Real pearls of wisdom here. Plus unlike you, for me there will not be a next time.


Of course. It will NEVER happen to you
Anonymous
Anonymous wrote:
Anonymous wrote:DH pays regular child support, $500 per kid per month for three kids. The rest of the year she nickel and dimes us for every expense. If DH won't pay half she says "well you can't do x,y,or z bc your dad won't pay." He pays half for all of the expenses for the expensive club sports during the school year, but when he asks her to pay for half their sports camps when we have them on the summer she refuses. She sent the kids up in the summer fresh after a lice infestation and didn't tell us until DSD was itching her scalp uncontrollably and I called her to ask why. She won't pay anything for the lice treatment. She also sent DSD to us with a fungal infection under her arm untreated, bc she doesn't wash their swimsuits regularly. When I called her to get the docs number to get a referral she said to just go to CVS minute clinic and that it was covered. Well it wasn't, and now that the $50 tab was mailed to her houseshe is hounding DH to pay it. She never pays DH back for her half of the plane tix for the kids either. She just says she can't afford it even though her take home pay is now more than his. She is just so cheap and manipulative and uses the kids to extort money from us. I just hate it.
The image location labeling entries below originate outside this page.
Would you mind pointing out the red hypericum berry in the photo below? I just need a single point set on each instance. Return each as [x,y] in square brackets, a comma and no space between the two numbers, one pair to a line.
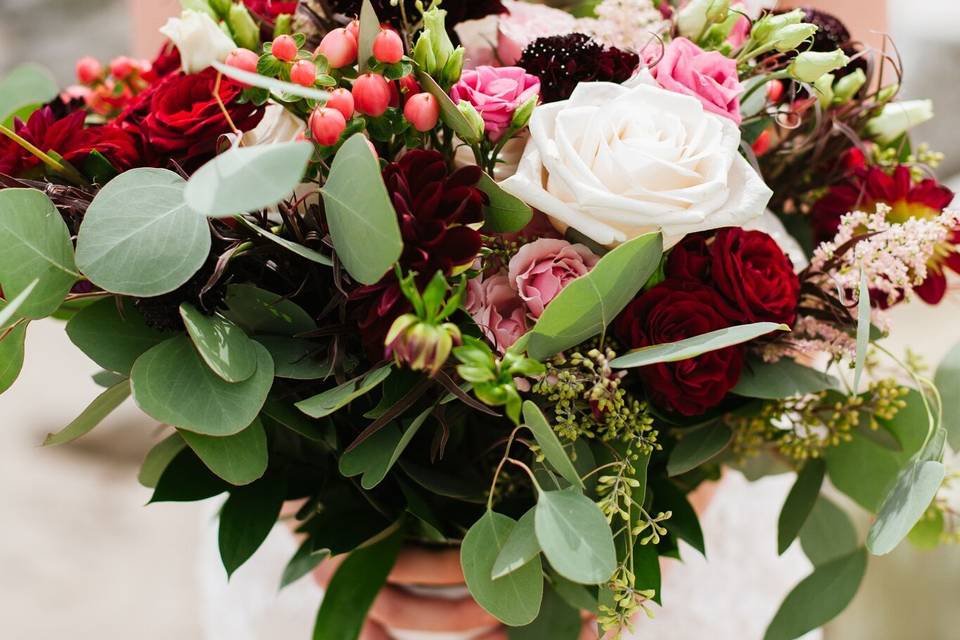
[339,47]
[89,70]
[326,125]
[388,47]
[371,94]
[304,73]
[423,111]
[341,100]
[285,48]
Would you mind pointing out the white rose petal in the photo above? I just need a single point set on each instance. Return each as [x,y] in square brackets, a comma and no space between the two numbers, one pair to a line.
[199,39]
[615,162]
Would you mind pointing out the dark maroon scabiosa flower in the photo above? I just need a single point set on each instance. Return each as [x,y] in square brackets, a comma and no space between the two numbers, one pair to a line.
[437,211]
[562,62]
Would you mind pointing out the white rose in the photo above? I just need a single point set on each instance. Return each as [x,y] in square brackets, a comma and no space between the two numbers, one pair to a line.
[200,40]
[615,162]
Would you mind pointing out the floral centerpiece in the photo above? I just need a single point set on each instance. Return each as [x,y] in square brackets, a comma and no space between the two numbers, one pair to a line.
[519,295]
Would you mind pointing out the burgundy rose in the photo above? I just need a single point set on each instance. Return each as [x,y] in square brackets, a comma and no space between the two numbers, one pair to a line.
[675,310]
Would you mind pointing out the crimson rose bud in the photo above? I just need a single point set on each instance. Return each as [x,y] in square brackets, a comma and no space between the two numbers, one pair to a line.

Sigh. It would be really great if women could, for once, put them in the shoes of the other woman, the ex. I'm sure your husband's ex, no matter how much he would like to make things appear that way, is not an evil troll hell-bent on bringing your husband down. Raising a kid is fucking EXPENSIVE. She has EVERY right to ask your husband for half of expenses. if she has primary custody, you can bet your ass her expenses are more than $500 a month. Maybe she didnt notice the lice- you have no way of knowing for sure that she did. I think often with divorces it becomes less about the real issue of whether something is expensive or not and more about "the principle of the thing"- aka, I want to win and I want my partner to absolutely come out the loser. I worked in family law and the stuff we would see was laughable. People would go into getting a divorce, fully expecting to get full custody (with no visitation from their ex), ALL of the assets, and for it to cost them no money. Please... it's so unrealistic that it's mind boggling. That's not how divorce works. Your husband CHOSE to have children with this woman and in doing so he had to know (unless he's a damn fool) that he was linking himself to her for life, or for the rest of his children's lives, legally and financially, if not emotionally as well. I really can't stand cry-baby people who earn more than their ex and then bitch and moan about having to pay them support. If you didnt expect that, you shouldn't have gotten married, plain and simple.

And before you throw this woman under the bus for sticking up for herself and the financial needs of her children, maybe you should consider that, since half of all marriages end in divorce, that might be you someday. And imagine how it would feel to have to call up your annoying ex and see him whine about every measly cent he gives you. And how incredibly emotionally draining that would be. You should be the one telling your husband to be kind and mature to her, and I'm guessing the relationship dynamic you two have with his ex would improve vastly, and so would the lives of the children.


Just like OP will be doing when he moves on to wife #3.
Anonymous
You can tell there are some money hungry ex bitches on here lol.
Anonymous
Anonymous wrote:You can tell there are some money hungry ex bitches on here lol.


Exactly, and It's time for my pedi so please pay your CS to me on time this month. Ok?
Anonymous
Anonymous wrote:
Anonymous wrote:
Anonymous wrote:DH pays regular child support, $500 per kid per month for three kids. The rest of the year she nickel and dimes us for every expense. If DH won't pay half she says "well you can't do x,y,or z bc your dad won't pay." He pays half for all of the expenses for the expensive club sports during the school year, but when he asks her to pay for half their sports camps when we have them on the summer she refuses. She sent the kids up in the summer fresh after a lice infestation and didn't tell us until DSD was itching her scalp uncontrollably and I called her to ask why. She won't pay anything for the lice treatment. She also sent DSD to us with a fungal infection under her arm untreated, bc she doesn't wash their swimsuits regularly. When I called her to get the docs number to get a referral she said to just go to CVS minute clinic and that it was covered. Well it wasn't, and now that the $50 tab was mailed to her houseshe is hounding DH to pay it. She never pays DH back for her half of the plane tix for the kids either. She just says she can't afford it even though her take home pay is now more than his. She is just so cheap and manipulative and uses the kids to extort money from us. I just hate it.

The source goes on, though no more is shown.